What are some often overlooked places when parents are applying sunscreen to kids?
Most parents are great about covering their kid’s back, arms, legs, chest, neck, and face. Easy places to forget, however, are their kid’s ears, ankles, hands and tops of their feet. The scalp is another site that’s very important to pay attention to. I’ve seen many burns along the part line for girls and boys. But boys that have very short haircuts can burn their entire scalps. I encourage mothers to let their boys hair grow longer in the summer so that their ears and scalps are better protected.
How can parents be sure they have enough coverage for themselves?
Clothing is the best way to stay protected. Wide brimmed hats, shirts, pants, shoes, (and even umbrellas) are better sun protectants than sunscreen. For any place that isn’t covered by clothing though, and even if you’re under shade, wear sunscreen and reapply every 2 hours.
Sunscreen comes in so many forms nowadays - is there a difference in terms of safety or effectiveness?
Using a broad spectrum SPF 50+ mineral sunscreen is the way to go. It may sound like overkill, but a lot of times sunscreens will overstate their effectiveness. My rule of thumb is to divide the SPF number by 2 to get the real SPF number. Broad spectrum sunscreen blocks UVA and UVB rays, whereas other sunscreens only block UVB. You won’t get burnt if you use a sunscreen that only blocks UVB, but you will get sun damage that can manifest later on as age spots, wrinkles, or even skin cancer.
What ingredients are important to find in sunscreen?
Look for mineral sunscreens that use titanium oxide and/or zinc oxide. Those sunscreens don’t have as many chemicals that can absorb through your skin into the bloodstream. They remain on the skin surface as physical blockers.
Why are people still using tanning beds if they're so dangerous?
Even though tan skin is a sign of sun damage, it’s still in vogue for a lot of people. So in order to look tan year round, some people are willing to risk early wrinkles, age spots, and skin cancer. They may not even realize that tanning beds are just as harmful (and maybe more harmful?) as tanning outside.

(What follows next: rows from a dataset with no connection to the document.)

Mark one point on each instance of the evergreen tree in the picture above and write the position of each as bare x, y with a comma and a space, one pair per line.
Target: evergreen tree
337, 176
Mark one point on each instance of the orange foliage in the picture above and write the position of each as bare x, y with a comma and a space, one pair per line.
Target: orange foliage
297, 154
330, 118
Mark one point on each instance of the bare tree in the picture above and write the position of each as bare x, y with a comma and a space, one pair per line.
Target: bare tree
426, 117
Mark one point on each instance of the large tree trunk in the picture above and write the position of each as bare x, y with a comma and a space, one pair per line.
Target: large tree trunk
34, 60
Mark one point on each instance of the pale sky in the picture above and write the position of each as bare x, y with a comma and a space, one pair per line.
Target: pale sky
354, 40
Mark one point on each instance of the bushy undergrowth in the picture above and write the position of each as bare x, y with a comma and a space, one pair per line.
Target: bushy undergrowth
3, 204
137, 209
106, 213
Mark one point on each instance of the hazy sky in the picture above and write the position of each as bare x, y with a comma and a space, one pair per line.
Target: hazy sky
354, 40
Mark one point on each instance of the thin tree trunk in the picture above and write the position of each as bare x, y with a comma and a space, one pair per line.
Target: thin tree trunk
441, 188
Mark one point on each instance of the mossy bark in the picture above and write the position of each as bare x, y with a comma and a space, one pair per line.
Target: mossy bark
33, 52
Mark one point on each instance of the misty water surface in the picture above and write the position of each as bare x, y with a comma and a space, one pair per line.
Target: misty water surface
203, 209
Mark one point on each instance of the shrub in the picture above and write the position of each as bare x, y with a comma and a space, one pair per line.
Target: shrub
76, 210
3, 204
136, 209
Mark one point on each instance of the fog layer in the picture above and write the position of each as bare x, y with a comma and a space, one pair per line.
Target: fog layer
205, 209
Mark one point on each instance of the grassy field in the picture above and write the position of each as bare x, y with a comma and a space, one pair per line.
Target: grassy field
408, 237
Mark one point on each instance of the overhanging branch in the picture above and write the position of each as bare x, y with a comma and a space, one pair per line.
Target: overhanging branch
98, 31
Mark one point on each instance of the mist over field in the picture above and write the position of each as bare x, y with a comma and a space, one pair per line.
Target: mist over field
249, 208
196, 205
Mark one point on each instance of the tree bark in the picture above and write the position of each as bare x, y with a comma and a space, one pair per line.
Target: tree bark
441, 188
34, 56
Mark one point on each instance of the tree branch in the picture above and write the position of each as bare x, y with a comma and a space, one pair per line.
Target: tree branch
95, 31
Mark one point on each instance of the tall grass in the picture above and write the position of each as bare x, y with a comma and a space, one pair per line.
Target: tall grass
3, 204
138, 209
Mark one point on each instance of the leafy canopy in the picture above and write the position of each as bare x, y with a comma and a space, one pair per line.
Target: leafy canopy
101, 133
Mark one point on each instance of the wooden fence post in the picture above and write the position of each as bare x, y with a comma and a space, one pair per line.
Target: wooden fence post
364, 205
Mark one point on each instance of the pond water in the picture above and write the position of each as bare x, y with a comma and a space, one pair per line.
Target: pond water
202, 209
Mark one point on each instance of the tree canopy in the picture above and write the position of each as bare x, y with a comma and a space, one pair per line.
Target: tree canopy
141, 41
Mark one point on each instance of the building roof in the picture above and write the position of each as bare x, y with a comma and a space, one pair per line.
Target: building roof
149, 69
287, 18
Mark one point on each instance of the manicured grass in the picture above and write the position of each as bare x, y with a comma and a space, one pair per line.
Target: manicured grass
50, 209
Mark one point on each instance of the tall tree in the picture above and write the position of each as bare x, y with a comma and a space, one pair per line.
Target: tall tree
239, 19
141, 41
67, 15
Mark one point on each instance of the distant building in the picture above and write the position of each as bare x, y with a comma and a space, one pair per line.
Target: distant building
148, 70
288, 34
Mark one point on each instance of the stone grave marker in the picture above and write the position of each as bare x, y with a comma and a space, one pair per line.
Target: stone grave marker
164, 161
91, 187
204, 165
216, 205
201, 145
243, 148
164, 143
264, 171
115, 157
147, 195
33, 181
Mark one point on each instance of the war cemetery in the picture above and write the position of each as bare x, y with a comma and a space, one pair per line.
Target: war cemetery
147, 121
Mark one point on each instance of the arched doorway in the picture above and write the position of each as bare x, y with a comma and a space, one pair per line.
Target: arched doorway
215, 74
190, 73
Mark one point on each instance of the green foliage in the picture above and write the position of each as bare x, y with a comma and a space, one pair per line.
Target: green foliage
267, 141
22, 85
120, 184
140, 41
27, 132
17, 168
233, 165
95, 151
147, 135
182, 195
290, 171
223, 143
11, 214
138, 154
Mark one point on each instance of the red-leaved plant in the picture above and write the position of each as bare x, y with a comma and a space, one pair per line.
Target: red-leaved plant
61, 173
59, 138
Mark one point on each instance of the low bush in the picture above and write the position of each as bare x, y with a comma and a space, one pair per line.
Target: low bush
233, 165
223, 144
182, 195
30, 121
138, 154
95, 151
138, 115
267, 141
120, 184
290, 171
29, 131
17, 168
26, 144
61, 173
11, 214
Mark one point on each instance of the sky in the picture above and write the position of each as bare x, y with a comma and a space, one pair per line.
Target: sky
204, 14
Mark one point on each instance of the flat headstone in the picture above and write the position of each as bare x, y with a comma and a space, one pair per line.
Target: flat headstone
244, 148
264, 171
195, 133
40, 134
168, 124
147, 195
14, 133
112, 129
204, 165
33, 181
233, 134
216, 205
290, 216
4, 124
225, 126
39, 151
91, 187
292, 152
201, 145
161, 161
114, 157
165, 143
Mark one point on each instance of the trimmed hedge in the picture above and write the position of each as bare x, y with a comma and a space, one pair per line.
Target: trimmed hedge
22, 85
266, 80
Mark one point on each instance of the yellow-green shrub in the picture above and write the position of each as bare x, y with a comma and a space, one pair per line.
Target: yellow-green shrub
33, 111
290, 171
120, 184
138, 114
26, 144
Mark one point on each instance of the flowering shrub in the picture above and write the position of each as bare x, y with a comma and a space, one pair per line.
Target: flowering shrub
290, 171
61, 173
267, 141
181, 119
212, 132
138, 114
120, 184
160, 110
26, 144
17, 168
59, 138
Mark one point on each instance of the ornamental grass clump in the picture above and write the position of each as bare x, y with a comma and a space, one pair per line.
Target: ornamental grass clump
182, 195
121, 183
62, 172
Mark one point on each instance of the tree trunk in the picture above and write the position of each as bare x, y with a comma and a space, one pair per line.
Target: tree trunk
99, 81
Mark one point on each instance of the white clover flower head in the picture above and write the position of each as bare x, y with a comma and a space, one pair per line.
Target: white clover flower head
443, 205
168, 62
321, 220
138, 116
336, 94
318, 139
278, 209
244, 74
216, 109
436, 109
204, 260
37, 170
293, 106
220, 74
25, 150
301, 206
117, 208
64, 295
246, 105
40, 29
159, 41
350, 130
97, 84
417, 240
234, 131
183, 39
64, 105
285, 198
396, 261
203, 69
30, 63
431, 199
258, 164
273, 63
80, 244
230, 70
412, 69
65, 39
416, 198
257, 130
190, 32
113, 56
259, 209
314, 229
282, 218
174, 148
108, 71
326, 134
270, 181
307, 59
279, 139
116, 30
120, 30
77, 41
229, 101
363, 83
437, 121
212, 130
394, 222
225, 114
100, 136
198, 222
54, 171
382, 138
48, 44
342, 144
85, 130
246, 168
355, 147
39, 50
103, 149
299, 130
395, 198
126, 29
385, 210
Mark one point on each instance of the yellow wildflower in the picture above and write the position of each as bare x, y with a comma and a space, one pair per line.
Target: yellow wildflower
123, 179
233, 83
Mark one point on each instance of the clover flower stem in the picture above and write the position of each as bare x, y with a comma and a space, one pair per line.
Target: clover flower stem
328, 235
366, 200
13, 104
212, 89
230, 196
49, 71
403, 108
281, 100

How can parents encourage their teens to stay away from tanning beds and practice safe sun?
If parents practice good sun protection habits, their kids will pick it up. Explaining why tanning isn’t safe will do more than telling them not to do it. Show them an elderly person’s hands and they’ll get the idea. Tanning used to be considered healthy, so an elderly person’s hands will be covered in wrinkles and strange looking blotches and bumps. You can reduce that with good sun protection.
How can parents make sure their children have good sun habits?
If parents practice good sun protection with their kids, they can help their children form good habits. They’ll pick up on what you do and emulate it. Remind them that clothing is their first defense from the sun. And for any place that isn’t covered by clothing, they’ll need sunscreen, or else they run the risk of getting burned.